Le Koural se place parmi les œuvres didactiques de la littérature tamoule, mais il se détache nettement du reste par sa haute qualité provenant de l’expertise de l’auteur dans toutes les matières concernant la vie, de la grandeur des idées, de la valeur universelle du message de l’analyse poussée et délicate des sentiments, de l’art de la présentation , de la magnificence des images et des merveilles du style.
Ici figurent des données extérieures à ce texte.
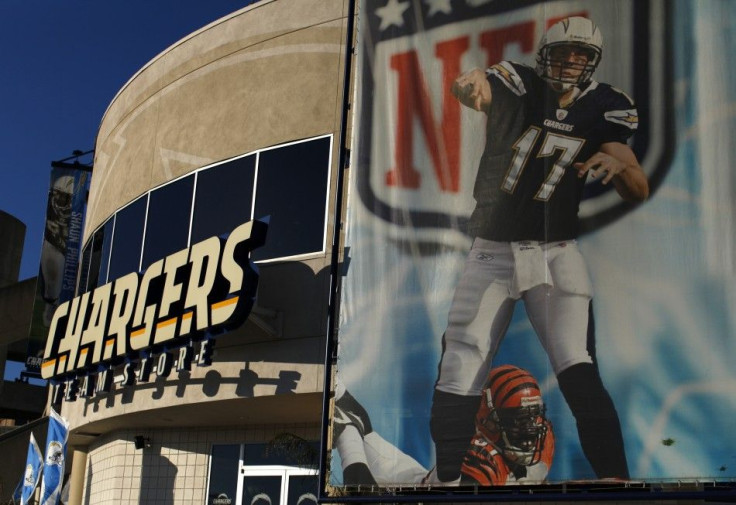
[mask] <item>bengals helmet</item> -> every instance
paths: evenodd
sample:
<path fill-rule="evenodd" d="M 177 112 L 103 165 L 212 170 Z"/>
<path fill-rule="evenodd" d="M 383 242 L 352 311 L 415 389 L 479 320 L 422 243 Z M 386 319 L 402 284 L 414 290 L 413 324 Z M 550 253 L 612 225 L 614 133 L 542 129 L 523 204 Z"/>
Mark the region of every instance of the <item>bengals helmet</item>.
<path fill-rule="evenodd" d="M 549 421 L 539 384 L 522 368 L 503 365 L 488 374 L 476 429 L 506 459 L 529 466 L 539 462 Z"/>
<path fill-rule="evenodd" d="M 563 47 L 585 55 L 587 61 L 559 59 L 556 51 Z M 565 18 L 550 26 L 539 42 L 536 71 L 556 91 L 567 91 L 592 79 L 602 54 L 603 36 L 595 23 L 583 17 Z"/>

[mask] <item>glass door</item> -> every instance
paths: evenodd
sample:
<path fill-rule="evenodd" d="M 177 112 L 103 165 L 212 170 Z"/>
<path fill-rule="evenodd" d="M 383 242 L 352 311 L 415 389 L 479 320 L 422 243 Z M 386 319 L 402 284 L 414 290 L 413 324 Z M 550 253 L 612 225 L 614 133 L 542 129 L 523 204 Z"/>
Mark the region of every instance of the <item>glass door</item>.
<path fill-rule="evenodd" d="M 213 445 L 207 505 L 317 505 L 318 470 L 299 456 L 265 443 Z"/>
<path fill-rule="evenodd" d="M 237 505 L 317 505 L 317 486 L 316 470 L 243 466 Z"/>
<path fill-rule="evenodd" d="M 238 505 L 281 505 L 284 480 L 283 471 L 241 470 Z"/>
<path fill-rule="evenodd" d="M 317 505 L 317 471 L 309 474 L 286 474 L 286 505 Z"/>

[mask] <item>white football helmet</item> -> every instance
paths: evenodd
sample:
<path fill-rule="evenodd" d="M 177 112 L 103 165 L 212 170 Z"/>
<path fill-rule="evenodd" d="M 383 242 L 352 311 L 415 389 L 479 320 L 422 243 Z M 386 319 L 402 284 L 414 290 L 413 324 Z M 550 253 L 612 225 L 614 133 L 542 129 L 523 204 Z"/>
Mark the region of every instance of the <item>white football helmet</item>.
<path fill-rule="evenodd" d="M 54 210 L 66 216 L 72 210 L 72 199 L 74 197 L 74 177 L 62 175 L 51 186 L 51 206 Z"/>
<path fill-rule="evenodd" d="M 587 62 L 555 59 L 554 49 L 563 46 L 582 52 L 587 56 Z M 590 81 L 602 54 L 603 36 L 595 23 L 583 17 L 565 18 L 550 26 L 539 41 L 537 74 L 554 90 L 564 92 Z M 563 72 L 563 69 L 569 70 Z"/>

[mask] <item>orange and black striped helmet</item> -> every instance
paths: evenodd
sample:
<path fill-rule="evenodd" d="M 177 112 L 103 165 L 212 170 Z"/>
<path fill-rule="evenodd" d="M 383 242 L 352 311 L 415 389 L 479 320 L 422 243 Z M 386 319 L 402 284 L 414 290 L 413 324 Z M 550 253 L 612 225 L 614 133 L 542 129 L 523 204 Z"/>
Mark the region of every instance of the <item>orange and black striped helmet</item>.
<path fill-rule="evenodd" d="M 510 461 L 539 461 L 548 422 L 537 380 L 523 368 L 502 365 L 488 373 L 476 428 Z"/>

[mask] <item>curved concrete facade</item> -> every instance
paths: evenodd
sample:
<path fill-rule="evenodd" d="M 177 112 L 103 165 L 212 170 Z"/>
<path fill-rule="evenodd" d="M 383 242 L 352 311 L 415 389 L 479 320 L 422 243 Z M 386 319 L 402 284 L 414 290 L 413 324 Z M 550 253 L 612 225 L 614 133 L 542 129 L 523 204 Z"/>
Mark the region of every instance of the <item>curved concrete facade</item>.
<path fill-rule="evenodd" d="M 329 244 L 348 3 L 262 0 L 179 41 L 134 75 L 99 128 L 85 243 L 116 211 L 168 181 L 331 135 Z M 67 467 L 70 503 L 154 503 L 159 463 L 161 472 L 177 468 L 167 474 L 166 503 L 206 503 L 213 444 L 264 443 L 283 432 L 318 440 L 329 267 L 329 247 L 261 265 L 256 309 L 217 339 L 211 366 L 125 388 L 116 370 L 110 393 L 63 401 L 75 460 Z M 151 448 L 135 449 L 134 435 L 150 438 Z M 145 451 L 158 463 L 145 467 Z"/>
<path fill-rule="evenodd" d="M 148 189 L 255 149 L 337 133 L 344 0 L 262 0 L 141 69 L 100 125 L 86 236 Z"/>

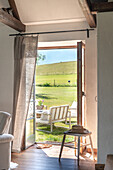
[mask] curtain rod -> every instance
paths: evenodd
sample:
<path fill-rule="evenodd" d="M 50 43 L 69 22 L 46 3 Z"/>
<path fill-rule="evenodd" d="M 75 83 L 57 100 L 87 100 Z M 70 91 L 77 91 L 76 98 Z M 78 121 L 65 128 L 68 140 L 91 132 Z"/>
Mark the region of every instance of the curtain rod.
<path fill-rule="evenodd" d="M 66 30 L 66 31 L 52 31 L 52 32 L 34 32 L 34 33 L 19 33 L 19 34 L 9 34 L 9 36 L 22 36 L 22 35 L 39 35 L 39 34 L 56 34 L 56 33 L 66 33 L 66 32 L 87 32 L 87 38 L 89 38 L 89 31 L 94 31 L 94 29 L 80 29 L 80 30 Z"/>

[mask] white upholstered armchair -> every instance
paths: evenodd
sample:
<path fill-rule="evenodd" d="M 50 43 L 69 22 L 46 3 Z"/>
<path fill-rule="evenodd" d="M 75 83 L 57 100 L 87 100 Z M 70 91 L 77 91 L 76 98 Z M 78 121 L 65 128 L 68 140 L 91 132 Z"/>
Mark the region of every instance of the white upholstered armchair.
<path fill-rule="evenodd" d="M 11 162 L 11 141 L 13 136 L 8 134 L 11 115 L 0 111 L 0 170 L 8 170 Z"/>

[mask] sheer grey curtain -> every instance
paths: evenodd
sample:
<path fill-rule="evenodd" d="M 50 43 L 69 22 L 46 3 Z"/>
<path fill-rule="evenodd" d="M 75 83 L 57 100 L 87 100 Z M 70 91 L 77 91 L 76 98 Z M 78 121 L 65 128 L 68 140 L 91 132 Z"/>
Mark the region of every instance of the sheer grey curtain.
<path fill-rule="evenodd" d="M 36 66 L 38 37 L 14 40 L 13 152 L 20 152 Z"/>

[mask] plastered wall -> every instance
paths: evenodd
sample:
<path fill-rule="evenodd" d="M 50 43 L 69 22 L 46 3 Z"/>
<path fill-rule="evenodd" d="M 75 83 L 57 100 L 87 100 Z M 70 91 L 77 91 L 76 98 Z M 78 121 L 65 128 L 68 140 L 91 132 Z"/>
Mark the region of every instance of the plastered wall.
<path fill-rule="evenodd" d="M 97 148 L 97 33 L 86 39 L 86 126 L 92 132 L 93 146 Z"/>
<path fill-rule="evenodd" d="M 98 162 L 113 154 L 113 12 L 98 14 Z"/>
<path fill-rule="evenodd" d="M 0 110 L 12 113 L 13 103 L 13 38 L 15 31 L 0 24 Z"/>

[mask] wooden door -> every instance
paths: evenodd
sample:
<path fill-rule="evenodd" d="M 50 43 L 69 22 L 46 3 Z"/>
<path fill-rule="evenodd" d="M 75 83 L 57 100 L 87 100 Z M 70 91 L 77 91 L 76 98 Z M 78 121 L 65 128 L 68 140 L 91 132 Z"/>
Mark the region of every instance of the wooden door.
<path fill-rule="evenodd" d="M 83 96 L 85 94 L 85 45 L 83 42 L 77 43 L 77 124 L 84 126 L 84 102 Z"/>

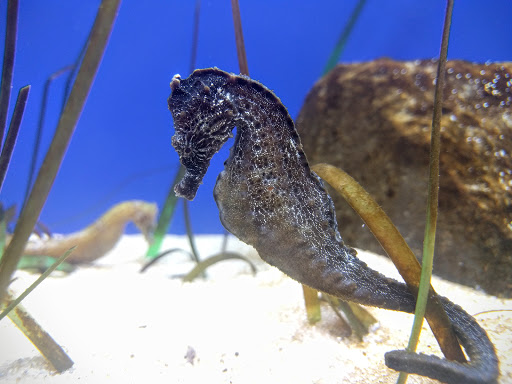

Il atteint le sublime.

Tirouvalouvar, aborde la vie franc de tout préjugé, de toute religion ; il ne perd pas son énergie à combattre les doctrines qui ont cours autour de lui et qu’il connaît bien. Il n’en garde que la capacité de sonder le cœur humain dans tous ses retranchements, à sa façon, avec son esprit supérieur. Il nous initie aux subtilités. Libre de tout ’isme’, il propose une manière de vivre qui est un humanisme naturel, sans qualificatif, basé uniquement sur la condition humaine.

Cette œuvre unique en contenu est coulée dans une langue claire, variée, imagée, percutante, chatouillant l’oreille et agréable à prononcer. Elle est conçue pour fixer l’idée dans l’esprit et atteint bien son objectif. A chaque nouvelle lecture on y découvre une nouvelle signification , un nouveau charme. Chaque pensée est contenue dans une stance très brève. Les plus compliquées y entrent comme un serpent dans sa corbeille étroite, les plus simples prennent du relief sous son stylet. Cela tient du miracle.

Il est possible de présenter cette œuvre plus en détail que je ne l’ai fait dans le cadre de cet article. On peut aussi prendre plaisir à l’expliquer, mais la traduire c’est engager un combat perdu d’avance. Aussi toute approche du Tirou-koural risque-t-elle de laisser le lecteur étranger sur sa faim, d’où peut-être sa fascination.